Tim Beard, Chesapeake vice president, Gulf Coast and Rockies business units, said initial horizontal interest in the Powder targeted the shale. "People weren't out there looking for the tight sands as much."

Beard said, “The Turner is over the vast majority of our acreage. However, it’s not over all 290,000. The quality does change somewhat across our acreage. There are slightly thicker areas and slightly thinner areas. But, overall, we have a nice sandstone package that we will be able to drill over the majority of our position.”

The Turner and Sussex are about 500 feet of column. “We know where they are over our acreage because we have more than 100 vertical penetrations to the Turner just in our footprint. Plus, we have 3-D seismic coverage over the entire area that is prospective for Turner and Sussex.”

Chesapeake is currently producing some 19,000 boe/d gross from Sussex, Niobrara and Turner. It estimates it has some 2.7 Bboe of gross recoverable resource—about 1 million per operated potential location. About 1.28 Bboe is estimated from Mowry; 900 million, Niobrara and Turner; 380 million, Parkman and Sussex; the balance, other formations.

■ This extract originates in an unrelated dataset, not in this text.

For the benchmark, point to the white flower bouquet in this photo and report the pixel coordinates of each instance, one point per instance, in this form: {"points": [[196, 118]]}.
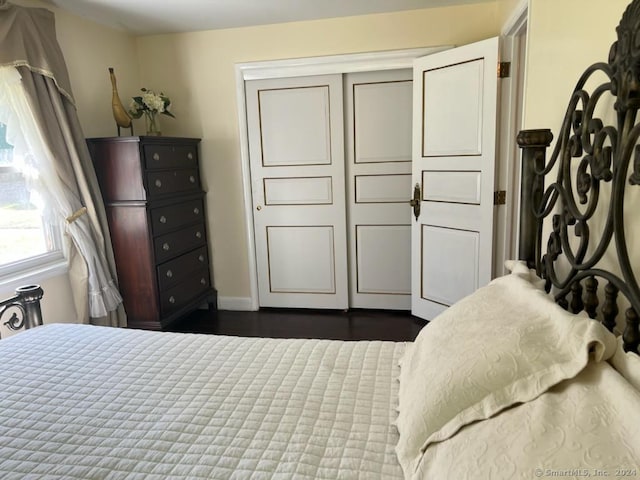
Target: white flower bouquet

In its hot spot, mapping suggests virtually any section overlays four prospective landing zones, including multiple zones in the Parkman.

Early on, operators primarily chased source rocks, which likely delayed horizontal development in the Powder, Beard said. While the Barnett, Fayetteville and Marcellus, for example, successfully produce from source rock, these are gassy; getting economic amounts of oil out of shale can be more difficult.

“People weren’t out there [in the Powder] looking for the tight sands as much,” Beard said. “They weren’t thinking necessarily that ‘I’m going to go chase the sands.’”

Hileman said, “A lot of these tight sands are orders of magnitude higher porosity and higher perm. They’re overpressured and their deliverability and economics are, in a lot of cases, second to none. I think those sand plays are really attractive at current commodity prices.”

‘Rival The Core Permian’

Denver-based Liberty operates in both the Powder and the Bakken. In the dolomitic middle Bakken, porosity is between 4% and 8%; permeability, between 10 and 40 micro-darcies, except in the area of Sanish and Parshall fields, where it is some 200 to 300 micro-darcies, Pearson said.

In the Frontier/Turner, porosity is between 4% and 9%; permeability, between 100 and 300 micro-darcies.

“That’s why they produced with conventional vertical wells. They had oil and gas trapped in there but didn’t have the permeability to come out in any large quantities—maybe 1,000 barrels or 10,000 barrels or a couple hundred barrels, but that was it,” DeDominic said.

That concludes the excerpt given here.